Black & Beautiful, Soul & Madness


Restocked. The original 1968 studio recording of Black & Beautiful, Soul & Madness by Amiri Baraka & The Spirit House Movers is finally available. Originally released on Baraka's legendary Jihad label (along with the Sun Ra/LeRoi Jones collaboration A Black Mass. "After 40 years of constant chatter and occasionally a snippet heard by some radio DJ who had a copy, this record has for most people been something that they heard about but never heard. 'Beautiful Black Women' was both a love song and an anthem coming to us in the midst of the fire that was the '60s. 'Madness' was always my favorite because it spoke about the ultimate conclusion of a society going mad. It is even more relevant today than it was then. With this release, Sonboy Records continues its commitment to re-issuing the entire Jihad catalog." --Thomas J. Porter.
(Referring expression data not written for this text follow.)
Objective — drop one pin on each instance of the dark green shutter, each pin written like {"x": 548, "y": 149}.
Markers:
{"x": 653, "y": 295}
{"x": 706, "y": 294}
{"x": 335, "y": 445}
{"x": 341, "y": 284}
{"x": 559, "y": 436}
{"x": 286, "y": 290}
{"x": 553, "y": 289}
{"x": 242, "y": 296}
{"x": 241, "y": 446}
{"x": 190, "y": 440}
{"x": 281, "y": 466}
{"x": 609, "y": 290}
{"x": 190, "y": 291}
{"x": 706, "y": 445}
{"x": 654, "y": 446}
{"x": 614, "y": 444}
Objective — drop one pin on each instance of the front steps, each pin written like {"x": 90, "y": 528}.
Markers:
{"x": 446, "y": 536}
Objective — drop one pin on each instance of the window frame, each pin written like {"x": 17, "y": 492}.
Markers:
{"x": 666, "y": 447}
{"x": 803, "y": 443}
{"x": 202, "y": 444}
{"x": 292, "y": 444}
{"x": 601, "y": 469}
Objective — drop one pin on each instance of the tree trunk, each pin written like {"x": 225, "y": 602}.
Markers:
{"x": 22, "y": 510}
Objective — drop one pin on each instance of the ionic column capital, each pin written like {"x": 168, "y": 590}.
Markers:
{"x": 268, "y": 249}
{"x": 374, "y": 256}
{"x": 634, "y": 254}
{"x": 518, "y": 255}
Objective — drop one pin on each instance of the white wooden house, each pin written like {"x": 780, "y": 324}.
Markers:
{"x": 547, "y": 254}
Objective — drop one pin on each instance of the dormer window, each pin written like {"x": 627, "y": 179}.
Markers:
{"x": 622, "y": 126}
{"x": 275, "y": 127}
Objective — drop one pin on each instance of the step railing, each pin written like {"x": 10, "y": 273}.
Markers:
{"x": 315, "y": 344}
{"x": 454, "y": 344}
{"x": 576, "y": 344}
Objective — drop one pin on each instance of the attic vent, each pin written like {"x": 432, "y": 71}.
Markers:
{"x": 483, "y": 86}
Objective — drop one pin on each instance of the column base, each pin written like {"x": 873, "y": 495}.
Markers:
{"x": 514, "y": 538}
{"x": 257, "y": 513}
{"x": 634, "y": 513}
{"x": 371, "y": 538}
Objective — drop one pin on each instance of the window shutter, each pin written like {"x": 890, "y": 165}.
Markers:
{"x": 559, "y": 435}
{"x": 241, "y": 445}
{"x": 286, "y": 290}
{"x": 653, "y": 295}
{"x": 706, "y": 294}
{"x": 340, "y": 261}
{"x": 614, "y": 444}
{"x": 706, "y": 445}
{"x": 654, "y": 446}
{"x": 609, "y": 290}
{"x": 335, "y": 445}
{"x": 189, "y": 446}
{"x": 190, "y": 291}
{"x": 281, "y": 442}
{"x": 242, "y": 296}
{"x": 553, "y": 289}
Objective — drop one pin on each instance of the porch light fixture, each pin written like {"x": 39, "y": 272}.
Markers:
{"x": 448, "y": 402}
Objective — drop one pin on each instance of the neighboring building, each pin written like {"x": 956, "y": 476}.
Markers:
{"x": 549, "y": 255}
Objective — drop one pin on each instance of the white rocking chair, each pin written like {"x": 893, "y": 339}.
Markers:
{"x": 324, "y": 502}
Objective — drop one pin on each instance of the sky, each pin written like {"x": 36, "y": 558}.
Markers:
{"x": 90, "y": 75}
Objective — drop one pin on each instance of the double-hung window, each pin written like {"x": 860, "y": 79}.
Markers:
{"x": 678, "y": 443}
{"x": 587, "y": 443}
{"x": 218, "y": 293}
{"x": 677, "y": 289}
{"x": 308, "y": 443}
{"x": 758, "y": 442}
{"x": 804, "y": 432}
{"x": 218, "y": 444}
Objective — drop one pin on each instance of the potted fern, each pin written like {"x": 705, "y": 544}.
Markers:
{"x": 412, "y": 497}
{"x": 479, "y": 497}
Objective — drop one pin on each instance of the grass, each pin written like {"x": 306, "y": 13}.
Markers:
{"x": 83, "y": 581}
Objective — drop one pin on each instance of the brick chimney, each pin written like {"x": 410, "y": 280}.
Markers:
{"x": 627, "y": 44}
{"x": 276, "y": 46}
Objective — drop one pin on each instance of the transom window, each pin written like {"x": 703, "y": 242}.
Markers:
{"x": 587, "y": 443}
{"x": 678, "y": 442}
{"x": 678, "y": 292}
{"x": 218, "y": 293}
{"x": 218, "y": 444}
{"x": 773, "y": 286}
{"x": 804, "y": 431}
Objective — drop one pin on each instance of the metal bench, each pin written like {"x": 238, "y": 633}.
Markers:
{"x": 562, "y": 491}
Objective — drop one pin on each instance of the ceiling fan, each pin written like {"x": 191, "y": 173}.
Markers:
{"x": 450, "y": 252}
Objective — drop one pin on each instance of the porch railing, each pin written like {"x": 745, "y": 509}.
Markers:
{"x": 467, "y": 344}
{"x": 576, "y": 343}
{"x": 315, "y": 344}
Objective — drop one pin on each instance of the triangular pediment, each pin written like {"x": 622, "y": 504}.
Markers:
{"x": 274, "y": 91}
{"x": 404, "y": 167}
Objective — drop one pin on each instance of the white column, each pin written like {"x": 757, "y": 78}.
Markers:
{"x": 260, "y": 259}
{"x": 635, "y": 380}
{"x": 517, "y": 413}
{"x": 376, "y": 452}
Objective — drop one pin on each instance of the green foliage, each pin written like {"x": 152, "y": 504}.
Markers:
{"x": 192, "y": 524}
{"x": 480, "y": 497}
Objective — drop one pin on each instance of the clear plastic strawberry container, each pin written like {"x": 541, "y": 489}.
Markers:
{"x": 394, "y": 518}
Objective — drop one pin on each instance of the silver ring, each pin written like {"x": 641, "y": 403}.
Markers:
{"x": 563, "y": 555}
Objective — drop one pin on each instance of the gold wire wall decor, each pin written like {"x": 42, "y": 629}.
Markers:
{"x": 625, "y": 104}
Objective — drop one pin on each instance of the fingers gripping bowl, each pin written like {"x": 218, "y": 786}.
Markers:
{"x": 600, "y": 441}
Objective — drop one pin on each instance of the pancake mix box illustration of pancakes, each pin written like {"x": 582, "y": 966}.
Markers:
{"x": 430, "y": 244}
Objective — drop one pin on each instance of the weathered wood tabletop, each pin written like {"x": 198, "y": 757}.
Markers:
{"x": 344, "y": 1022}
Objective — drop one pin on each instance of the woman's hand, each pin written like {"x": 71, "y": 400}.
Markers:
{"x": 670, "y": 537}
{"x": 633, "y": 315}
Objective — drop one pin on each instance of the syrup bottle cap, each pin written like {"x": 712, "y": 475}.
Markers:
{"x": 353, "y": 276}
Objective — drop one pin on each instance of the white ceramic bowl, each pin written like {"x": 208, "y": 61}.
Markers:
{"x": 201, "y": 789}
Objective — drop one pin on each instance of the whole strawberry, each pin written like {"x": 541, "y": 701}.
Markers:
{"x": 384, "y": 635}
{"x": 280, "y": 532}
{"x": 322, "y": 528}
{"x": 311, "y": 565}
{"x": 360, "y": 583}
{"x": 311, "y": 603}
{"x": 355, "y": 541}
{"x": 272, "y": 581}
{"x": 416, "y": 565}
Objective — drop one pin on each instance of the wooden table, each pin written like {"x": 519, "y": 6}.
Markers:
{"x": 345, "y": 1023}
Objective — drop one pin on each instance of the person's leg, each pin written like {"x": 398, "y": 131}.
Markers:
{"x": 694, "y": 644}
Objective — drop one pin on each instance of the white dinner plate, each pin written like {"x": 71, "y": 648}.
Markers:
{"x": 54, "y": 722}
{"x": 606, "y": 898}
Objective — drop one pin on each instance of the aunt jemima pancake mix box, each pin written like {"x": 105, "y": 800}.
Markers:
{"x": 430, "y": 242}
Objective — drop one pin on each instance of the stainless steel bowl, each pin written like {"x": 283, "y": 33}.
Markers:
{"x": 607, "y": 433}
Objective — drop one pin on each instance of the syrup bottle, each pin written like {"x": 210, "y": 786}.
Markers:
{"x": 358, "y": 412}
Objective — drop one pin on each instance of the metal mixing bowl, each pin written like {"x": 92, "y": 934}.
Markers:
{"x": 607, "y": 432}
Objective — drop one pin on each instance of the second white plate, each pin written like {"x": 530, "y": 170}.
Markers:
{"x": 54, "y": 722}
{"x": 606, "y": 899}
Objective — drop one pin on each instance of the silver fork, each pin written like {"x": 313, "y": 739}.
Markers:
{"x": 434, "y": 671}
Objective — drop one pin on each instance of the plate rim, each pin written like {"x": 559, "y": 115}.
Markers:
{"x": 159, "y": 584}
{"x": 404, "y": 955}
"The spoken word/soul/jazz albumBlack & Beautiful, Soul & Madness is both an invaluable artifact of its political and musical moment, as well as a challenge to contemporary listeners to listen harder and more thoughtfully about what our music is daring us to do. The opening track, 'Beautiful Black Women,' features Baraka reciting, or rather expounding, his poem with accompaniment by an understated bass by Bobby Lyle and the Singers cooing the refrain from 'Ooo Baby Baby' by Smokey Robinson and the Miracles. Anticipating the mash-up genre by several decades, Baraka and the Spirit House Movers throw down the gauntlet immediately: here we have, in one track, the soul-pop hit and Baraka's exhortation to and excoriation of a Black American culture obsessed with Whiteness, the one sound commenting on and complementing the other. The juxtaposition is precisely the point. The performance is an embodiment of Baraka's 'blues people' (articulated in his eponymous book), the continuum of Black music and art that, he argues, resists a (Western) aesthetic that would divide art into high and low or folk and serious. We are not allowed to simply sit back and groove, although the groove is still there. The album could almost be played at a party; if enough drinks are passed around, the party guests might not notice Baraka's conclusion that "The White man, at best, is corny"...The work is not merely historical or documentary (although that aspect of the recordings is crucially important); these records must be heard, in all their shocking beauty and ugliness, as part of a living art." -- Brent Mix/

"Black & Beautiful, Soul & Madness was the first word-music record I did completely devoted to this form. One piece on a New York Art Quartet side earlier, but Black & Beautiful was recorded at my home and in the small theater my wife, Amina, and I built there The Spirit House (33 Stirling St.) shortly after I had returned home to Newark, NJ, after the implosion of the Harlem based Blacks Arts Repertory Theater-School. Spirit House, like the Black Arts, was created to present Black theater, poetry, music and political dialogue. B&B was not the only side done on those premises, under the record label we created, Jihad A Black Mass with Sun Ra & His Myth Science Arkestra was another. Sonny's Time Now with Sonny Murray and Donald Ayler the third. B&B featured Yusef Iman, an actor I met at the Black Arts who began to come to the Spirit House after the Arts folded. Yusef was a member of the Spirit House Movers & Players which we shortened to The Spirit House Movers (inspired by the dudes in a bar we went to who worked for a moving company). The singing group B&B, the Jihad Singers, was an R&B singing group that Yusef was a member of, the lead singer Freddie Johnson, who I never saw again after the record date. All the musicians were local. Singer Aireen Eternal was Yusef's wife. In our mind we wanted to create world-music that reflected the Motown vibe so popular in the late-'60s. 'Beautiful Black Women' used Smokey Robinson's 'OOOH Baby, Baby' as a model. 'Black And Beautiful' was created by Yusef & Freddie and seemed a classic R&B du-wop send-up. But we also had a clear vision of what we wanted to say regarding the Afro-American struggle for equal rights and self-determination, at least we thought of ourselves as cultural workers, revolutionary artists 'pushing the program' as some of our cultural nationalist comrades were wont to say. I think you can feel our excitement and commitment." --Amiri Baraka, September, 2009
The Spirit House Movers: Freddy Johnson (lead & tenor), Leonard Cathcart (tenor), Aireen Eternal (2nd tenor), Gilbert Monk (baritone), Yusef Iman (bass), LeRoi Jones (Amiri Baraka) (spoken-word).